C’est le cœur gros que les propriétaires des deux voiliers échoués sur la plage devant l’immeuble Le Pirate ont vu leur bateau détruit par une pelle mécanique, mardi après-midi pour le monocoque « Passetoutgrain » et mercredi pour le catamaran « Califa ». Ces deux épaves, mises à la côte par le cyclone Gonzalo le 13 octobre 2014, ont été réduites à un gros tas de déchets avant d’être transportées à l’écosite de Grandes Cayes. Les bateaux n’étaient pas assurés et leurs propriétaires n’avaient pas les moyens de payer les travaux de réparation. Ce sont toutefois eux qui devront régler la facture de leur destruction et de leur transport à la décharge : 7200 euros pour le catamaran et 5200 euros pour le monocoque. « Dites bien dans votre article que nous sommes désolés d’être restés si longtemps sur cette plage et que nous demandons à ceux que cela a gêné de nous excuser, mais nous n’avions pas les moyens de faire autrement, » nous a demandé le propriétaire du « Califa », en ajoutant que son assureur métropolitain avait refusé d’assurer le bateau, dans la mesure où il était dans une zone cyclonique. Gentiment, les opérateurs de la pelle mécanique ont aidé les deux hommes à récupérer ce qui pouvait avoir de la valeur à l’intérieur des épaves et l’on voyait un évier en inox, un générateur ou un four posés sur le sable.  

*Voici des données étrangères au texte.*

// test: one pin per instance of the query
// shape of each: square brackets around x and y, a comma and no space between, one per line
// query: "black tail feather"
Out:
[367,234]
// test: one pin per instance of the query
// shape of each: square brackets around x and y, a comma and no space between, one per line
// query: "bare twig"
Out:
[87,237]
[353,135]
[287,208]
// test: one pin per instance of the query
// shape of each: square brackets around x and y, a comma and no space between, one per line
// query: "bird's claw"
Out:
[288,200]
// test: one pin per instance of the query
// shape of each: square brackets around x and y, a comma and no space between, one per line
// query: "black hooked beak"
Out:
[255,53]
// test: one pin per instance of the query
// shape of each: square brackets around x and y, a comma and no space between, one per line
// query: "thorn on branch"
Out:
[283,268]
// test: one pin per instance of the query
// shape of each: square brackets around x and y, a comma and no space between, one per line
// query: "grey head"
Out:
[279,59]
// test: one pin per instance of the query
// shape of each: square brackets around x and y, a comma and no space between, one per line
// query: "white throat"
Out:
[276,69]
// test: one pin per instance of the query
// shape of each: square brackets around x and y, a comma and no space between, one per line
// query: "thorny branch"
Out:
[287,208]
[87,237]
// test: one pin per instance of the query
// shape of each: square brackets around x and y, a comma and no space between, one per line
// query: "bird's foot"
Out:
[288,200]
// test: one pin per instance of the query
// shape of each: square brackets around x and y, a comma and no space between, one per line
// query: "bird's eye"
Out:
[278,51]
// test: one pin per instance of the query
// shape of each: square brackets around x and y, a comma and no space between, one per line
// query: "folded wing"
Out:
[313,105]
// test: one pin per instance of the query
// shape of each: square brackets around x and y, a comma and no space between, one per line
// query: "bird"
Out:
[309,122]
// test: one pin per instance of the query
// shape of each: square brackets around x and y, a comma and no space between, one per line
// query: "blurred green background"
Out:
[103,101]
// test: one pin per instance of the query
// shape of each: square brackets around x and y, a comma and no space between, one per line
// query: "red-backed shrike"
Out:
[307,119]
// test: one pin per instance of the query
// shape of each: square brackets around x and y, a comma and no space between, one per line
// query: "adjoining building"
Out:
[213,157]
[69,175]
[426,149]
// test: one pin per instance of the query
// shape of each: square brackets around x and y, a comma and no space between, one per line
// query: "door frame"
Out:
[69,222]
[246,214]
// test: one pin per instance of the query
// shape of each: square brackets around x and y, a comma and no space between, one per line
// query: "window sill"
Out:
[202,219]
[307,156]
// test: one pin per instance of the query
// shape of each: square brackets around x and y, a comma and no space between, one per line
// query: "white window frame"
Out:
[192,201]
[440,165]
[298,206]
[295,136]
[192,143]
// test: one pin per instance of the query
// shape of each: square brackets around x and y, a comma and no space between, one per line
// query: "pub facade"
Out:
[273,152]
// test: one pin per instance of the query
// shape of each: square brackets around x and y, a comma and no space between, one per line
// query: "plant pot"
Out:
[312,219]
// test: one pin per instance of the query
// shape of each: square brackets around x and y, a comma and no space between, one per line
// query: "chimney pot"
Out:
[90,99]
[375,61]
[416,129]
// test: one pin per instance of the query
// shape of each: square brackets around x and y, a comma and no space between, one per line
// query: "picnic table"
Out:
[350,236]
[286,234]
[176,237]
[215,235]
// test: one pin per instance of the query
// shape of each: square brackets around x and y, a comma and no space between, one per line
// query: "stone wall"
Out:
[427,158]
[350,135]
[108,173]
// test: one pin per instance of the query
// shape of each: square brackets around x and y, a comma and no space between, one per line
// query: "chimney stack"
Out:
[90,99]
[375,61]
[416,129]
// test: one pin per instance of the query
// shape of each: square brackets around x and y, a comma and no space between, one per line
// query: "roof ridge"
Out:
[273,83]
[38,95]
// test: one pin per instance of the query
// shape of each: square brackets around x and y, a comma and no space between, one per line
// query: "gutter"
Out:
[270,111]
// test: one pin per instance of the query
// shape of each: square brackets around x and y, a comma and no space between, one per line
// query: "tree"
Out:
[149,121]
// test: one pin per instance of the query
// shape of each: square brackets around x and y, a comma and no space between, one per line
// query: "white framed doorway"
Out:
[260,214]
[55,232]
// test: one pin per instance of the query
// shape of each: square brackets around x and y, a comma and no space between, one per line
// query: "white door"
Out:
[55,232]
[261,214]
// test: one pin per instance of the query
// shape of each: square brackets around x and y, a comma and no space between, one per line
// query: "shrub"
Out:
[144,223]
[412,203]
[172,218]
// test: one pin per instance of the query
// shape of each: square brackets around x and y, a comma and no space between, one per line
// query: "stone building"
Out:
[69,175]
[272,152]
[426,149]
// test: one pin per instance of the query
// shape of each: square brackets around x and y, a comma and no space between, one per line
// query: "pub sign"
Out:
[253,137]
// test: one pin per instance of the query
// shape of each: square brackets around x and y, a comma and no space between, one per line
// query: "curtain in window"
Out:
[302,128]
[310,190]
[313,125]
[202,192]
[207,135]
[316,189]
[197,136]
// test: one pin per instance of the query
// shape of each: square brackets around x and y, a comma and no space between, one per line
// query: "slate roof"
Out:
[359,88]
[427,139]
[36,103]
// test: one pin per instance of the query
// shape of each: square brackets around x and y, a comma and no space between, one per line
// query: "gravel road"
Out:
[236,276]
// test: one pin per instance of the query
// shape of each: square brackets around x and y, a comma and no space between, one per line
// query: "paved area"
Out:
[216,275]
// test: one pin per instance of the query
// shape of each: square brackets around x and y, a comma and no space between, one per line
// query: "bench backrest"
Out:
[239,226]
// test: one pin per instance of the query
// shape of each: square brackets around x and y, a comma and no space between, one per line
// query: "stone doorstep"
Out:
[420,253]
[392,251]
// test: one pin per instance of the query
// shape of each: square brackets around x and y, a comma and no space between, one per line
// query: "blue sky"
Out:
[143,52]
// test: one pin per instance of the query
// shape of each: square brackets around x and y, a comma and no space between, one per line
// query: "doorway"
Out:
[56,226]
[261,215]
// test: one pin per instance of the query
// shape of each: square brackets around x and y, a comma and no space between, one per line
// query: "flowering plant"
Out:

Deux épaves restent à traiter à Marigot

Patrick Lossec, chef de l’unité territoriale de Saint-Martin et Saint-Barthélemy à la Direction de la mer de la Guadeloupe, explique que son service a travaillé en coopération avec le service de gestion des risques majeurs de la collectivité sur ce dossier, qui se terminera par le nettoyage de la plage. Tout le travail a été assuré par Verde, gestionnaire de l’écosite de Grandes Cayes, pour un tarif revu à la baisse, les deux propriétaires sans grands moyens ayant tout perdu avec le naufrage de leur bateau, qui était aussi leur lieu de vie. Six mois après le passage du cyclone et le naufrage ou l’échouage de 65 bateaux, seules deux épaves restent à traiter à Marigot. L’une devant la centrale de dessalinisation et la seconde, quasiment immergée, devant le marché. Pour Patrick Lossec, « la solution est arrivée dans la mobilisation à chaud, en s’attaquant immédiatement et très concrètement à tous les cas ».

Un bateau échoué dans la réserve

Le seul autre bateau encore échoué sur l’île se trouve dans la Réserve naturelle. Il s’agit du voilier « Cruzan Winds », dans la passe entre Cul-de-Sac et l’îlet Pinel. La Réserve naturelle invite d’ailleurs son propriétaire à prendre contact avec ses agents pour prendre avec lui la meilleure décision. Toujours dans la Réserve, le voilier échoué sur l’îlot de Petite Clé a été remis à l’eau par son propriétaire et le voilier échoué le long de la plage de Grandes Cayes a été détruit et transporté à l’écosite par Verde, à la demande de son propriétaire.